Et c'est logiquement dans la plus grande discrétion que le gendre du roi Juan Carlos Ier d'Espagne, lâché par la Maison royale dès la fin de l'année 2011 et passé du statut d'ancienne gloire nationale (champion de handball médaillé olympique) à paria honni, a célébré ses 46 ans, mercredi 15 janvier 2014.
Accompagné de sa mère Claire Françoise Liebaert Courtain, chez qui il était allé passer le Nouvel An à Vitoria, et de l'une de ses cinq soeurs, celui qui faisait autrefois figure de gendre idéal (outre son physique avenant et ses réalisations sportives, il avait le profil parfait pour insuffler un coup de jeune à la monarchie et fédérer diverses catégories dde la population) s'est rendu à Genève, où vit depuis septembre 2013 son épouse l'infante Cristina, avec leurs quatre enfants - Juan Valentin (14 ans), Pablo (13 ans), Miguel (11 ans) et Irene (8 ans). Lui continue de vivre à Barcelone, où le couple a été contraint de vendre l'an dernier sa villa très cossue de la banlieue chic de Pedralbes, dont la moitié du produit de la vente a été saisi en novembre, à l'instar de 16 biens immobiliers d'Iñaki, pour couvrir sa caution. D'où le déménagement de Cristina vers la Suisse, sous couvert d'enjeux professionnels et de désir de protéger les enfants...
De temps à autre, le mari de l'infante rejoint les siens en Suisse, où Cristina poursuit ses activités à la tête de la branche internationale de la Fondation La Caixa, et profitant d'un match de handball de leur fils aîné ou d'un entraînement de tennis d'un des cadets. Mais en dehors de quelques occasions, comme le 14e anniversaire de Juan Valentin le 28 septembre, une promenade ensemble au grand air helvétique le 30 novembre, ou le Noël de la famille royale au palais madrilène de la Zarzuela, les occasions de se retrouver en famille sont relativement rares, et le contexte difficile.
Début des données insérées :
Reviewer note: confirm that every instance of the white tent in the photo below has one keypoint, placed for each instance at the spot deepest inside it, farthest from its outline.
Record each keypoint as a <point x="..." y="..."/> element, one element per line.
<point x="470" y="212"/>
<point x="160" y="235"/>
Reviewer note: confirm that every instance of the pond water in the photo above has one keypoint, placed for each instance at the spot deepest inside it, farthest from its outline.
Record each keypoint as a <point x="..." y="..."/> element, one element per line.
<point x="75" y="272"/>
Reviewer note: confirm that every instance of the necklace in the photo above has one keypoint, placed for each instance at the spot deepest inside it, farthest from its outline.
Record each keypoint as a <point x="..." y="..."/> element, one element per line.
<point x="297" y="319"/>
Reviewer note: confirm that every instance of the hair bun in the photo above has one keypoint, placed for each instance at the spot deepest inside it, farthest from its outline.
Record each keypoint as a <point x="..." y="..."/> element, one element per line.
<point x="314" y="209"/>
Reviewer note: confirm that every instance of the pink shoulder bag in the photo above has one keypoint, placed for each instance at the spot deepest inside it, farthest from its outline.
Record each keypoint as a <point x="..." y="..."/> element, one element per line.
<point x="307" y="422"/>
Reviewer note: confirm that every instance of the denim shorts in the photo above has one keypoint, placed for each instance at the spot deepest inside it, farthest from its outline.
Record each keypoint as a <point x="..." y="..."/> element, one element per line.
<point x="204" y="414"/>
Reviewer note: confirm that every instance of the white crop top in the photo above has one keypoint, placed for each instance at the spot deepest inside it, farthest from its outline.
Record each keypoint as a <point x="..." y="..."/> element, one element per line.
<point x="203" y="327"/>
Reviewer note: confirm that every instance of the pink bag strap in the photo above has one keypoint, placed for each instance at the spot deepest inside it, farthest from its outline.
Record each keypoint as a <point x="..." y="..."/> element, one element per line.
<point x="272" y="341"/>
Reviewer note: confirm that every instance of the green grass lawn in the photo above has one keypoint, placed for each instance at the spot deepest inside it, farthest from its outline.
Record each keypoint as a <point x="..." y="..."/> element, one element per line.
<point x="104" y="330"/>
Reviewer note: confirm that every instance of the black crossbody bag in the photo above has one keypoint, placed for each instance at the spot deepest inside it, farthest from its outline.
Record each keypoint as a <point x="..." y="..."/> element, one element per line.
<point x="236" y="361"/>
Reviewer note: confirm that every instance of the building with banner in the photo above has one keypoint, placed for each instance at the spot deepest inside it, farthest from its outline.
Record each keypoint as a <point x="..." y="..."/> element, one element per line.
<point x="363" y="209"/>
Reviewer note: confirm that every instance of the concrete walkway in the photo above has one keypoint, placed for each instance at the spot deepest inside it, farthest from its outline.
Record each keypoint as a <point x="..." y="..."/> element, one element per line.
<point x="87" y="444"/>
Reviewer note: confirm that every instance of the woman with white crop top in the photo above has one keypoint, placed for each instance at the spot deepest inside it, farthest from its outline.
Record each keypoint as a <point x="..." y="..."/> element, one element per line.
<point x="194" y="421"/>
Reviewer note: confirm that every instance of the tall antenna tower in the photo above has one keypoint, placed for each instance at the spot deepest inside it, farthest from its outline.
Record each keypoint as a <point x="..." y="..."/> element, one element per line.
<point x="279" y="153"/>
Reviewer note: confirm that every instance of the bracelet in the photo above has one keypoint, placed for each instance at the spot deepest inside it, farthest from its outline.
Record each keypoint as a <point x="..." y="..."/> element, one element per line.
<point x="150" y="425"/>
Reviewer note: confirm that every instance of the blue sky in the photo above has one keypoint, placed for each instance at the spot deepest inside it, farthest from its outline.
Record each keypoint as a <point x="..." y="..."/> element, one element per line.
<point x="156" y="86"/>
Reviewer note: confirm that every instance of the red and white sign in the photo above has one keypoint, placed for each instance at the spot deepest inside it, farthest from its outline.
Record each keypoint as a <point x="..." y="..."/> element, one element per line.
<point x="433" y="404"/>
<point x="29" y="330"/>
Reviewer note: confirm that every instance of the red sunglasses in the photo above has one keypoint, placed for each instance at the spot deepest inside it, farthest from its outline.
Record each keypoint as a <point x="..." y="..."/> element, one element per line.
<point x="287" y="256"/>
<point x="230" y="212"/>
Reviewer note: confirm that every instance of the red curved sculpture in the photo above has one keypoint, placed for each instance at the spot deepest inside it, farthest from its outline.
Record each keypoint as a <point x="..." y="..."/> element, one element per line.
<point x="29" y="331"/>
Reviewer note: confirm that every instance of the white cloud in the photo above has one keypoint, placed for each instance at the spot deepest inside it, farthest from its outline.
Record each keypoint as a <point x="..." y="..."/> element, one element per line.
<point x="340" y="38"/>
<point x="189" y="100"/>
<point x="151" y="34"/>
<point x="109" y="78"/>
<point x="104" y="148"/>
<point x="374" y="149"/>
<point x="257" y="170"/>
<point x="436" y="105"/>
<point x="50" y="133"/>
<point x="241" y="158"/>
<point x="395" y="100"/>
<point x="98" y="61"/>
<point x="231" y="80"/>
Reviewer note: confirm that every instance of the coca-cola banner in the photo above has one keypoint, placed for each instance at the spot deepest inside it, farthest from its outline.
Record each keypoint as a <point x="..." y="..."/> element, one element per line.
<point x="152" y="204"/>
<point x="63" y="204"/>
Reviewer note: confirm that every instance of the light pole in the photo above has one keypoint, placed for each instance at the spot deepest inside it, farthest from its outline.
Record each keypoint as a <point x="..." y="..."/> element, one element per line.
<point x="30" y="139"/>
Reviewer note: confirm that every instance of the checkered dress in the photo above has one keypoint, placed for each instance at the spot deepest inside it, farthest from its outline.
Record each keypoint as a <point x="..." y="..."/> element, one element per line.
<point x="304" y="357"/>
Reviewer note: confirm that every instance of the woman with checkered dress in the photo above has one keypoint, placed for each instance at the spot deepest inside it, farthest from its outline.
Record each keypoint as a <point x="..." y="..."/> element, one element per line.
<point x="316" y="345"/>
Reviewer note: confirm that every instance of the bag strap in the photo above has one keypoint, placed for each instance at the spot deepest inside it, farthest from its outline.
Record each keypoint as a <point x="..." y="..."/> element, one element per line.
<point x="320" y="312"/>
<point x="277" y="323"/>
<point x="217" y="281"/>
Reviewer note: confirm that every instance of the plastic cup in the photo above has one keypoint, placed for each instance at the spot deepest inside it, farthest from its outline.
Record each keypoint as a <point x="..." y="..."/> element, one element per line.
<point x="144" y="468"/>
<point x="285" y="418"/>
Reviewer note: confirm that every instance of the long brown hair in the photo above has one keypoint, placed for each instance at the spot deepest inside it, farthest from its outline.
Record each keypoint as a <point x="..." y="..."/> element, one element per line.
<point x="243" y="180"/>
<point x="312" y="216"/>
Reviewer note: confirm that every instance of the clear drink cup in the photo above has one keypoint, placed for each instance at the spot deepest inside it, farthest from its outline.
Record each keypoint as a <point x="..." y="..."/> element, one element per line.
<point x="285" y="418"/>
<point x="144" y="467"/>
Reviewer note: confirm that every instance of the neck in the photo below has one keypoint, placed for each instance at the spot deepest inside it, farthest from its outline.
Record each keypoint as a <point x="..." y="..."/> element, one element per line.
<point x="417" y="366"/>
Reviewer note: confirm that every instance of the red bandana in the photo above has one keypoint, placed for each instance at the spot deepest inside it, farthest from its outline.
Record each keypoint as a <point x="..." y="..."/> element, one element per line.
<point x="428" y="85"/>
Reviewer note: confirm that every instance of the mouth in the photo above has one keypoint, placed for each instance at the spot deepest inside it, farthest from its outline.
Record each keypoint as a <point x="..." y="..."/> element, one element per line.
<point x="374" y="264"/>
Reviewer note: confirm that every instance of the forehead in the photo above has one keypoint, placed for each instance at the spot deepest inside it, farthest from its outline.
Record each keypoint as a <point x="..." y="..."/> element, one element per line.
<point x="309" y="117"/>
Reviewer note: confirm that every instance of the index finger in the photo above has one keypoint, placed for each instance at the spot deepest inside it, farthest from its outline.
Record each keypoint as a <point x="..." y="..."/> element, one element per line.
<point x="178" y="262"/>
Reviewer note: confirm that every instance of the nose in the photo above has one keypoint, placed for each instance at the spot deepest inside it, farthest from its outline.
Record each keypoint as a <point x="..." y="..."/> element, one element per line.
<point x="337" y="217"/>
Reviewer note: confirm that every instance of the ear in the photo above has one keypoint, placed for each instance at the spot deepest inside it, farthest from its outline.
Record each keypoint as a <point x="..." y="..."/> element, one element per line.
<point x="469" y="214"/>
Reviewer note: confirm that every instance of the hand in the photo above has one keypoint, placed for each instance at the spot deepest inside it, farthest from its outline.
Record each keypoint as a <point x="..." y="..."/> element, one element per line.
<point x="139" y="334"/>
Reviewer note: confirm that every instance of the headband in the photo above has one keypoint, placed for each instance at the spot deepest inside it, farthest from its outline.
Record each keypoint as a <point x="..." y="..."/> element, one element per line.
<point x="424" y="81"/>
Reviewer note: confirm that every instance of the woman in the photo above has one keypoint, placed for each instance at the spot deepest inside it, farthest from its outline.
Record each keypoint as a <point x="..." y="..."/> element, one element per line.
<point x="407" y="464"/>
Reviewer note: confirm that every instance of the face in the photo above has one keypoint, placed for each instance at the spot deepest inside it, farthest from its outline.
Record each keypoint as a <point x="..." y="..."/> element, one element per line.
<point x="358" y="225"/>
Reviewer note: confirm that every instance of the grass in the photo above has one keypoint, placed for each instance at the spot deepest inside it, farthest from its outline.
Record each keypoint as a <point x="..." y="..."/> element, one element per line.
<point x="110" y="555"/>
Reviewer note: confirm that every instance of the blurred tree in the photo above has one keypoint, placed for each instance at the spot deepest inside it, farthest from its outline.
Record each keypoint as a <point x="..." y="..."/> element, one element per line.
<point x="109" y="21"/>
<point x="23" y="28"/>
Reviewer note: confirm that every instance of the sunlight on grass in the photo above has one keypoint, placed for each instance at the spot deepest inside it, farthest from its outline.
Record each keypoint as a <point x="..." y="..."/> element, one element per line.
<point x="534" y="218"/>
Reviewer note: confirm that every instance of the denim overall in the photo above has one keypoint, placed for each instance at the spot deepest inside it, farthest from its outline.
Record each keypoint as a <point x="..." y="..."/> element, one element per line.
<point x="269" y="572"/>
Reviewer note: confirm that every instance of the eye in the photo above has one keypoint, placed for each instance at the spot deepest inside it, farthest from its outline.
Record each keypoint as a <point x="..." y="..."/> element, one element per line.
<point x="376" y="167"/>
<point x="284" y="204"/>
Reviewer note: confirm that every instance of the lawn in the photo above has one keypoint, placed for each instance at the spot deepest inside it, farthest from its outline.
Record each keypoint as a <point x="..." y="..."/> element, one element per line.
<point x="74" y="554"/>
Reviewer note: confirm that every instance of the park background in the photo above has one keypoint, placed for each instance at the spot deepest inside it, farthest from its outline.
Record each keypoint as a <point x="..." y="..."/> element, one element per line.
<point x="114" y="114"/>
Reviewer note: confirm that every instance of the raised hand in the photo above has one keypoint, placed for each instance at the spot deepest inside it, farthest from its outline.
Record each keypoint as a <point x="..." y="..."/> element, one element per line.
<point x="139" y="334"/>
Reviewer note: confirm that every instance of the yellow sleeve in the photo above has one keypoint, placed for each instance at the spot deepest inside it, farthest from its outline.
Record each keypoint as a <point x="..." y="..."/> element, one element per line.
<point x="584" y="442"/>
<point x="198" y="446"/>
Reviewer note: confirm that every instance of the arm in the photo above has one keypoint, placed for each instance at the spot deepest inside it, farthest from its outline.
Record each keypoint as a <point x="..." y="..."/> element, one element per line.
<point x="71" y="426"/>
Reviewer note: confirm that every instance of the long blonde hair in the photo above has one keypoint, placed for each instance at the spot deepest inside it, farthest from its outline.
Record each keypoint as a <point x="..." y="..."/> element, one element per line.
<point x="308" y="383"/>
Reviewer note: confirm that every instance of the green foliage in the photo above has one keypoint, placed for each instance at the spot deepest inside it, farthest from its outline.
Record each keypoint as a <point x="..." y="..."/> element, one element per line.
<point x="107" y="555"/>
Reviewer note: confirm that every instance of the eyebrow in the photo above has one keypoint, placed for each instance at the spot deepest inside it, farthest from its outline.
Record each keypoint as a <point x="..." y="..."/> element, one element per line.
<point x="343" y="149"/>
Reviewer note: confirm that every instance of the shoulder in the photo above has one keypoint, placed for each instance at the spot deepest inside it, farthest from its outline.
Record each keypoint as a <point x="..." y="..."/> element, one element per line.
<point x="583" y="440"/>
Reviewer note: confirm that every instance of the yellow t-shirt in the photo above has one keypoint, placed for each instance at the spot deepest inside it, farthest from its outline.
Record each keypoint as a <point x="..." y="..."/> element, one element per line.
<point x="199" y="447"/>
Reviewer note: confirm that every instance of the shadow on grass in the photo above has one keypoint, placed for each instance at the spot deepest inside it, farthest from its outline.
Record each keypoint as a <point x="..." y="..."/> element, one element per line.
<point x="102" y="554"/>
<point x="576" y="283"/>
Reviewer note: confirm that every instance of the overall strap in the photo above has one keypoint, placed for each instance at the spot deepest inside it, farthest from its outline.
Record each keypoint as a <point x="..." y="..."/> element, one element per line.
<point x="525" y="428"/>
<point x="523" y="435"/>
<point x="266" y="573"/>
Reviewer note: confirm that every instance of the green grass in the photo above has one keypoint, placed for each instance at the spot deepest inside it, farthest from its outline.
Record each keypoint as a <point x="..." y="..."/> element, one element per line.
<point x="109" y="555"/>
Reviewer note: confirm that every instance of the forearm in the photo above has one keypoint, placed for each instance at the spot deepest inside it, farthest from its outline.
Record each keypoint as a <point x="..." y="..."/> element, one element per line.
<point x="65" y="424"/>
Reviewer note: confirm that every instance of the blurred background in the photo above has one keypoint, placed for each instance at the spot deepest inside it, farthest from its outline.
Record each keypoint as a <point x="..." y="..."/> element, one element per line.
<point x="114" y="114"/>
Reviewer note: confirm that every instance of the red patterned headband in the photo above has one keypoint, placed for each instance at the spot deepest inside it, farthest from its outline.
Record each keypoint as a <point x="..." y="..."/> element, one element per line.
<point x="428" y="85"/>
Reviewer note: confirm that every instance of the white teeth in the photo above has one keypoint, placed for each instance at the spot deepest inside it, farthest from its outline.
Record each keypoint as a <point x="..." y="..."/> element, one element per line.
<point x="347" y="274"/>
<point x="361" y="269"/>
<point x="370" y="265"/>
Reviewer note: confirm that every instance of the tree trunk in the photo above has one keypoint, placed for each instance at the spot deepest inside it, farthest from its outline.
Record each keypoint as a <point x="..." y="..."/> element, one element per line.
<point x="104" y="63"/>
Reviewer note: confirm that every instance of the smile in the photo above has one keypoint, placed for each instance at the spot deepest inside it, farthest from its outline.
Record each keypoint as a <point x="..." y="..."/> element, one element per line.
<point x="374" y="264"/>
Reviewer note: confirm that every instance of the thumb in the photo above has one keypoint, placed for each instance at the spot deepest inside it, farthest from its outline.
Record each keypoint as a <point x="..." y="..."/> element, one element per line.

Outre un mariage - toujours solide en dépit des circonstances et du fait que l'infante et son époux font avocats à part - qui pourrait ne pas survivre à la chronique judiciaire et à l'opprobre, l'ancien héros du club de handball de Barcelone encourt vingt-trois ans de prison pour les agissements délictueux qu'on le soupçonne d'avoir commis alors qu'il présidait (de 2004 à 2006) l'Instituto Noos, organisme à but non lucratif en charge de l'organisation d'un congrès international à Majorque, dans les Baléares. Prévarication, malversation, faux en écriture, fraude, et deux cas de fraude fiscale, la liste des six chefs d'inculpation retenus par le procureur anticorruption Pedro Horrach et révélée en décembre par le quotidien El Mundo est accablante, assortie par surcroît d'une amende de 2,5 millions d'euros concernant Iñaki Urdangarin et son associé de l'époque, Diego Torres. Le journal de centre-droit a également avancé que la peine maximale pour les faits éventuellement reprochés à l'infante Cristina s'élèverait à 11 ans de réclusion... Présente à Barcelone au lendemain de sa mise en examen pour discuter avec ses avocats, dont le ténor du barreau Miquel Roca qui souhaitait déposer un recours, l'intéressée s'est mise à la disposition du juge d'instruction, auquel elle fera face le 8 février à Palma de Majorque dans une atmosphère immanquablement délétère.